Returning to the familiar rhythm of the crawl, I started counting sets of right arm strokes as I did at the Y. When I got to nine I fully expected to hit the wall, slowed down and spread my fingers in anticipation. Where is it? Out of breath I stretched ahead and felt nothing. I withdrew my hand in a reflex of panic, extended my left leg down, reaching for an anchor on the bottom. It too felt nothing. Deep end? I pulled down with both arms and burst upward, searching for dad. Trees! Oh. I tread water. Scattered trees appeared closer than they had before. I heard a soft rumble and wondered if it were waves crashing on the beach, or a fast-approaching speedboat’s spinning propeller? I restarted my crawl.

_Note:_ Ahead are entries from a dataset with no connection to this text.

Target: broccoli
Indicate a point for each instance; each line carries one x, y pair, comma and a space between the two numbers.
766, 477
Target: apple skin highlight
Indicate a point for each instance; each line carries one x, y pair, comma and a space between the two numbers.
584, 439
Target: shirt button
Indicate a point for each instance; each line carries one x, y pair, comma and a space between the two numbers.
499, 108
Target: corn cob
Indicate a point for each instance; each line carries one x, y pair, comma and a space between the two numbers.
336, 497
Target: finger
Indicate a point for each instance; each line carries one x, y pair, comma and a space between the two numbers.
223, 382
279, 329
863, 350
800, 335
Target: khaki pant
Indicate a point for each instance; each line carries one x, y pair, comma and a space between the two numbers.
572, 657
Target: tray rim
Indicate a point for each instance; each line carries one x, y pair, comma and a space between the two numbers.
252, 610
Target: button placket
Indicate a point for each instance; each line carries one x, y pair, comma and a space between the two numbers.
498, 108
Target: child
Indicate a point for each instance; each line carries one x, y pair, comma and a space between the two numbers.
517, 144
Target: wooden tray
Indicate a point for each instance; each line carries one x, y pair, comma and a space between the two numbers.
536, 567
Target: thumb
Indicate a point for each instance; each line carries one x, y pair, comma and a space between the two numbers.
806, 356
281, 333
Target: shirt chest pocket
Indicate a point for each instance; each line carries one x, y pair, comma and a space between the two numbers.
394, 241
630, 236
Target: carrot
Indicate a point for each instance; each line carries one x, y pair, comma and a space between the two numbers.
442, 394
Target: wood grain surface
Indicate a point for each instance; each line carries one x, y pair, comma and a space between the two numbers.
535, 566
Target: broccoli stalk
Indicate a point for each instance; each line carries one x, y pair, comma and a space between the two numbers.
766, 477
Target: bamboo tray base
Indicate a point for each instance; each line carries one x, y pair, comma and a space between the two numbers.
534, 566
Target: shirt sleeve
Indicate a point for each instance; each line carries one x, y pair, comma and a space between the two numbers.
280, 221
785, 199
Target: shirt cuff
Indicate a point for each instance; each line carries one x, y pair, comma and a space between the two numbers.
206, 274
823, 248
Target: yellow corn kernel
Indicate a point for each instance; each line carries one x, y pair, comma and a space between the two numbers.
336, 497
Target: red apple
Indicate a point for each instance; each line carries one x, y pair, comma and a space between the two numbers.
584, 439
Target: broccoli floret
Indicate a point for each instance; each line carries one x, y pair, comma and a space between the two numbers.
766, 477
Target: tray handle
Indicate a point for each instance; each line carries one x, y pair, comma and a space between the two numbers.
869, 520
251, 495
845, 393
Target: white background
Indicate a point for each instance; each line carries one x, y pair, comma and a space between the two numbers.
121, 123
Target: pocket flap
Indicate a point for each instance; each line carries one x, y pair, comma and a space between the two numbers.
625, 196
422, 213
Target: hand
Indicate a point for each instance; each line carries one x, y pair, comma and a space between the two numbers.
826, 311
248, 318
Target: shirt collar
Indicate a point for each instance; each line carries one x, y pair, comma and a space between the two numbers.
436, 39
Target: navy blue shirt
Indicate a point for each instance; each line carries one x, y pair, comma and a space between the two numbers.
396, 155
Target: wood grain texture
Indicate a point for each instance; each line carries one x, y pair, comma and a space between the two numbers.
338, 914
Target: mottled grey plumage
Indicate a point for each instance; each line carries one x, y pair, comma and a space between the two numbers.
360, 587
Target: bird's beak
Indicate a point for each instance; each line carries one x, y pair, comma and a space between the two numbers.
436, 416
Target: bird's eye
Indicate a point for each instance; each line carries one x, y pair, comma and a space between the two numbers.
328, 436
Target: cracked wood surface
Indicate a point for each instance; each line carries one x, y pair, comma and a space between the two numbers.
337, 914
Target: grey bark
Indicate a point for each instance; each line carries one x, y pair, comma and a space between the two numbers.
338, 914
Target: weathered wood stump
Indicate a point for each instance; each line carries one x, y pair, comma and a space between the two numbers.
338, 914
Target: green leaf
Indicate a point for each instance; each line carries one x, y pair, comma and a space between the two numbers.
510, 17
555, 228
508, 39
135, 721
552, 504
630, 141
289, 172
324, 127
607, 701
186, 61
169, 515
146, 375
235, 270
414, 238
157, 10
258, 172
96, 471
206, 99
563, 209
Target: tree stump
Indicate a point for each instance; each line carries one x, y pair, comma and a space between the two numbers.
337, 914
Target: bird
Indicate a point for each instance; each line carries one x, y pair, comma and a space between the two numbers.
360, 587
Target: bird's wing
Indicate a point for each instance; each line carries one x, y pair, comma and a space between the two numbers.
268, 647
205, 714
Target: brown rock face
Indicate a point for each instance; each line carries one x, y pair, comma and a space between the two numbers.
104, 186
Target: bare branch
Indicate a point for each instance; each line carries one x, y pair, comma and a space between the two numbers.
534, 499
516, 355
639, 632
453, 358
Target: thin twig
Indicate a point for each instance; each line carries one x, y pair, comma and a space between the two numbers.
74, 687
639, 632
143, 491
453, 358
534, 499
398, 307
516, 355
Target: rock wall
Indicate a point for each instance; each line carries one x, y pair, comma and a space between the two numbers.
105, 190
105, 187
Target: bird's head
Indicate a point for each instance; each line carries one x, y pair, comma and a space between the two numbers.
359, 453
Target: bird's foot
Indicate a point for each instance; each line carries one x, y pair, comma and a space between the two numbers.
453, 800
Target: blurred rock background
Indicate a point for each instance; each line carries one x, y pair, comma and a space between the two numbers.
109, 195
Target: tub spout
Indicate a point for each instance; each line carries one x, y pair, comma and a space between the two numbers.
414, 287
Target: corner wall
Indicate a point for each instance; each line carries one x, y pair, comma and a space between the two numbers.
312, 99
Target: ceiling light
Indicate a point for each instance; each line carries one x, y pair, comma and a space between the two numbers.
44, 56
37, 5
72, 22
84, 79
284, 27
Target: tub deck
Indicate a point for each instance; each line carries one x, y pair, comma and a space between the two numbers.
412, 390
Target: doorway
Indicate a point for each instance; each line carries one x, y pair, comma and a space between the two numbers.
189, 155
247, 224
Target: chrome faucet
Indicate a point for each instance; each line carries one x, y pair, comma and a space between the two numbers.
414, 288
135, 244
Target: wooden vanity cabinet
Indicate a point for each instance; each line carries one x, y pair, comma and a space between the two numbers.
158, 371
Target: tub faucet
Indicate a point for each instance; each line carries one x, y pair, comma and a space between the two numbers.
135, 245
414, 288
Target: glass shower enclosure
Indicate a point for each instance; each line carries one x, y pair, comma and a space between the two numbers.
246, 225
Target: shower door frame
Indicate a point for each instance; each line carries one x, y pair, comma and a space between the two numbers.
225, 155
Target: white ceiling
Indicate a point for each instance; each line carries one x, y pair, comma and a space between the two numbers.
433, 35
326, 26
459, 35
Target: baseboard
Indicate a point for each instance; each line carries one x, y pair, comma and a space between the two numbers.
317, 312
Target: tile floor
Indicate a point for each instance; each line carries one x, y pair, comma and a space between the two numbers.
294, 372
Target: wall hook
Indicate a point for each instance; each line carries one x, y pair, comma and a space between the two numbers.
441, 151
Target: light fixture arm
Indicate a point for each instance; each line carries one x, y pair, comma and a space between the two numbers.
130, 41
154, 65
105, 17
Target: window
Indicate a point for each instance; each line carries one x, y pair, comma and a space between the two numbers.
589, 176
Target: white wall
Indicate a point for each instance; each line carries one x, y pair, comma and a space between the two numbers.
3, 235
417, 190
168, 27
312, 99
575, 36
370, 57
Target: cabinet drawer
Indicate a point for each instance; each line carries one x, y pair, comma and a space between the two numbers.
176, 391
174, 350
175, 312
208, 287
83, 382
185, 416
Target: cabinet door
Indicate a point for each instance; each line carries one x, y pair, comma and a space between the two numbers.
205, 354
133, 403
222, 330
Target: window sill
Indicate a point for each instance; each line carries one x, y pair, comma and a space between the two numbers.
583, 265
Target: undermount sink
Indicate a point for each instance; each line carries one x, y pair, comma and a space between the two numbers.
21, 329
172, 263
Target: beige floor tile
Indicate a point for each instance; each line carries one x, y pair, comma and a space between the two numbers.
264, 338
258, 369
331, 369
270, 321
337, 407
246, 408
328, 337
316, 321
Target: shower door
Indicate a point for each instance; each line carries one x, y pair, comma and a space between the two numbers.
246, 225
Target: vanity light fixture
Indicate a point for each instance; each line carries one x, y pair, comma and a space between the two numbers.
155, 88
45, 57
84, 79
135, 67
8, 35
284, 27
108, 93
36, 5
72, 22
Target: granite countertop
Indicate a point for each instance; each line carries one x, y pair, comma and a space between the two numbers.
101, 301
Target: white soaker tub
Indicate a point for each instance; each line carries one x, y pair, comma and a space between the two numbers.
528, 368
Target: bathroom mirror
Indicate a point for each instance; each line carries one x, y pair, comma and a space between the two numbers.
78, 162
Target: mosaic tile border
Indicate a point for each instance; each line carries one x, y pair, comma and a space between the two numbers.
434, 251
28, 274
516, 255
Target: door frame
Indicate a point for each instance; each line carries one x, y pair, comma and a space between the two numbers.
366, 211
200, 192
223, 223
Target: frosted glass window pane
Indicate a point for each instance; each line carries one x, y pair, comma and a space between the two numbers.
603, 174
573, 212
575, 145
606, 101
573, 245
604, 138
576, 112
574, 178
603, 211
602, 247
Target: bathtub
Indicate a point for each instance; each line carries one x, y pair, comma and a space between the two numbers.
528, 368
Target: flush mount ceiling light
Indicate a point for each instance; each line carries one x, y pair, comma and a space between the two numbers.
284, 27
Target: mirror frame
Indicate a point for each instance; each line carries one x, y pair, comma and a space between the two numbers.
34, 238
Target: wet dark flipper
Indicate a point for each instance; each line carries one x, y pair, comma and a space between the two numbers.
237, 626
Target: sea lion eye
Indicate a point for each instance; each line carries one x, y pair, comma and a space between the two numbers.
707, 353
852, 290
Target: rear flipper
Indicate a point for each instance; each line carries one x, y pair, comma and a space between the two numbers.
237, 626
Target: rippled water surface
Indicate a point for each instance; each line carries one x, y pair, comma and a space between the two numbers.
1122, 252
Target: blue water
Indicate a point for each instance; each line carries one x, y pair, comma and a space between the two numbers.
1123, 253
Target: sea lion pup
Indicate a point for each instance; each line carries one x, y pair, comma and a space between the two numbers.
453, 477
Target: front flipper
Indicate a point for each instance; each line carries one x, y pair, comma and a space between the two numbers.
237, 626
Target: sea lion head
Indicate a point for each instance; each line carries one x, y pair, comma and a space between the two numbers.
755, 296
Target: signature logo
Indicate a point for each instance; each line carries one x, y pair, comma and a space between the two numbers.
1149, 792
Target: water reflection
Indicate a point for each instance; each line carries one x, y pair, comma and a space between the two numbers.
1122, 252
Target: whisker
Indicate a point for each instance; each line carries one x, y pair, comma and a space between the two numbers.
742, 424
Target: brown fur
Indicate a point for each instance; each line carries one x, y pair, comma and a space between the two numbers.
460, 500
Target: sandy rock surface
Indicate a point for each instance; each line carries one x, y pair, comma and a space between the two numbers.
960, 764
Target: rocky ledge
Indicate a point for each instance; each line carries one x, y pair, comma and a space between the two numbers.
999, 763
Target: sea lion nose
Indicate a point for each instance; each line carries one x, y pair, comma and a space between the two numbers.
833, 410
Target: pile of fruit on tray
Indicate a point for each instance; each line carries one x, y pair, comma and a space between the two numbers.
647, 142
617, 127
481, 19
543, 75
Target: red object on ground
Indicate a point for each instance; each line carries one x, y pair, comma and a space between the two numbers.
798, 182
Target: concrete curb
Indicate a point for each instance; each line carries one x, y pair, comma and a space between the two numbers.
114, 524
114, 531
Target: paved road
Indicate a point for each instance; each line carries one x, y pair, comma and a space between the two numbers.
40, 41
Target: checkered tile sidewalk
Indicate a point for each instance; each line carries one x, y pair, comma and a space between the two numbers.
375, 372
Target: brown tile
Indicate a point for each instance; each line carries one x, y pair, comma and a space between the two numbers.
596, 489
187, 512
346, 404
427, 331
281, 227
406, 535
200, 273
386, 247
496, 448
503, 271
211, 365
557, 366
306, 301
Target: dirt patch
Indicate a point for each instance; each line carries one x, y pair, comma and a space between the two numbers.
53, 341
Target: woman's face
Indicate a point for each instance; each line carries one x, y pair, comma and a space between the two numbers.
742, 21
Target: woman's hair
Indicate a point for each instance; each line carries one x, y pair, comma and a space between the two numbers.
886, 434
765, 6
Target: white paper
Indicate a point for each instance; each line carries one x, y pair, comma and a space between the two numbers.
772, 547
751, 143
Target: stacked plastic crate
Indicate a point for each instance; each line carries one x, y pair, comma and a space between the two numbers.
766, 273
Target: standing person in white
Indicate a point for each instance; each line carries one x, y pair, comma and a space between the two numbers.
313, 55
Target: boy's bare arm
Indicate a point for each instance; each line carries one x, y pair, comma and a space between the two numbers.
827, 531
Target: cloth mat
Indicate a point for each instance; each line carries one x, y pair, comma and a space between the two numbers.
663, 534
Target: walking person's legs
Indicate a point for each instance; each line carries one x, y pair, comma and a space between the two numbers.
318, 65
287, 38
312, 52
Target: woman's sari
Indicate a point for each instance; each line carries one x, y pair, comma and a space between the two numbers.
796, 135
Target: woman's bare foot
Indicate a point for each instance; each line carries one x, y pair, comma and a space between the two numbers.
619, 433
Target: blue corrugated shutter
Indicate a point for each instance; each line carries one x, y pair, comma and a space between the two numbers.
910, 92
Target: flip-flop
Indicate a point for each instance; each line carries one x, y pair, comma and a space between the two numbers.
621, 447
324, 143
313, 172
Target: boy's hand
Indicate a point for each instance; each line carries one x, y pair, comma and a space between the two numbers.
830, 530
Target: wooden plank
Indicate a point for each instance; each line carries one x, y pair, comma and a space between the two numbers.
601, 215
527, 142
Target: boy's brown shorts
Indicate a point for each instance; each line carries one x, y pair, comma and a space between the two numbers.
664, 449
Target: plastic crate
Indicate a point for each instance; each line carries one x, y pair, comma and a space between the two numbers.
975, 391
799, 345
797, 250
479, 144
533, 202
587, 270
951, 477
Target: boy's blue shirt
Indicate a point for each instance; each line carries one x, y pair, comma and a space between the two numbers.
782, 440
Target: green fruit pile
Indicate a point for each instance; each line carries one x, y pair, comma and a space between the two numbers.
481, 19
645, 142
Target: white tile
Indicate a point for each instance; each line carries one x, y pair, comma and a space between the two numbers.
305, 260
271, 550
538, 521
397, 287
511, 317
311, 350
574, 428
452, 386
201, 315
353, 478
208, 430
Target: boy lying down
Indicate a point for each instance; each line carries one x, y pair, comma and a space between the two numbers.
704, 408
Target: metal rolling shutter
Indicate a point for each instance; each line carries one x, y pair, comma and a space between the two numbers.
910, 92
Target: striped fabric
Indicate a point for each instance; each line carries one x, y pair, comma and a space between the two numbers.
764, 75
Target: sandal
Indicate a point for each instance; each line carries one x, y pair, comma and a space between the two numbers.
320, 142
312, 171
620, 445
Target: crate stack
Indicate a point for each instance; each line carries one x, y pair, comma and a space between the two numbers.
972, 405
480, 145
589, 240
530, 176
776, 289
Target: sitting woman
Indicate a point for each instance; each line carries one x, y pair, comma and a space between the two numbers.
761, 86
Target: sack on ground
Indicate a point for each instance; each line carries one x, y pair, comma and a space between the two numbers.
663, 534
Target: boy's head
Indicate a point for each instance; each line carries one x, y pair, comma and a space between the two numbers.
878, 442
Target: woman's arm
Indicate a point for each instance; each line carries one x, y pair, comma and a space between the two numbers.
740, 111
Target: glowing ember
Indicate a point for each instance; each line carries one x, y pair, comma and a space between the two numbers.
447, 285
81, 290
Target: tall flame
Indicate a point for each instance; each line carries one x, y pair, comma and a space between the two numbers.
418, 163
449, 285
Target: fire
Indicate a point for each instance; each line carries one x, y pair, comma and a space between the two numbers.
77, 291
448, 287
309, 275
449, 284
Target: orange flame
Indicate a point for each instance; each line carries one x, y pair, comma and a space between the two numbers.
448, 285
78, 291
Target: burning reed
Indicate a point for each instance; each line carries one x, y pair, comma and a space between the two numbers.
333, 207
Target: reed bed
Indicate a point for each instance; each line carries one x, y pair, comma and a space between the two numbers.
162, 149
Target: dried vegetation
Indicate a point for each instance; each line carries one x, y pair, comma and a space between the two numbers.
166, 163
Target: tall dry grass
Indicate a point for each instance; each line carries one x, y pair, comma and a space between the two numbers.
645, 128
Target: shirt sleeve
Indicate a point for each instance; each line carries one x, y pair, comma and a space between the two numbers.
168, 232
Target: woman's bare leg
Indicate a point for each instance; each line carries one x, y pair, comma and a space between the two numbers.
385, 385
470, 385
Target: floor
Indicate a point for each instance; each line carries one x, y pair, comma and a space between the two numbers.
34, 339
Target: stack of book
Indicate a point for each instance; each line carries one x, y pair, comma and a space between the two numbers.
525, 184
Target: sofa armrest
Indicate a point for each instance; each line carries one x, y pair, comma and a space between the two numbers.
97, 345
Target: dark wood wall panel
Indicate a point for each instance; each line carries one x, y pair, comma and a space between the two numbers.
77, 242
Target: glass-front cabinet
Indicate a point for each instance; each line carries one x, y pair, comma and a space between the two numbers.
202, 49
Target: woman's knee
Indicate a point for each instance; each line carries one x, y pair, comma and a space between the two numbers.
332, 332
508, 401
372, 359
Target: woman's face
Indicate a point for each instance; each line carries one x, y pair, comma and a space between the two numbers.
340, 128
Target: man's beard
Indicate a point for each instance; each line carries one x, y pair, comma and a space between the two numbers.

The low rumble grew louder and more distinct. A wave broke off to my right. Boat wake! I lifted my eyes and saw sand, no boat. I dropped my head and concentrated on a steady pace to carry me to the beach if it wasn’t a mirage. My left hand hit the sand, immediately both feet and knees scraped bottom. Elbows held my head above a breaking wave as I crawled forward. Legs could not even think of standing up and instead my feet and knees pushed against the sandy bottom. I slumped forward over my elbows and tasted salt water several times until I reached the edge of the surf and crawled uphill a few more feet. I stopped to rest when water no longer reached my mouth.

Dad helped me out of the pool, over the rough edge of the wall, or did I dream that? Voices mumbled softly and hands lifted my head, caressing my face. Then I heard a voice say something recognizable. “Quick, this one’s still alive.”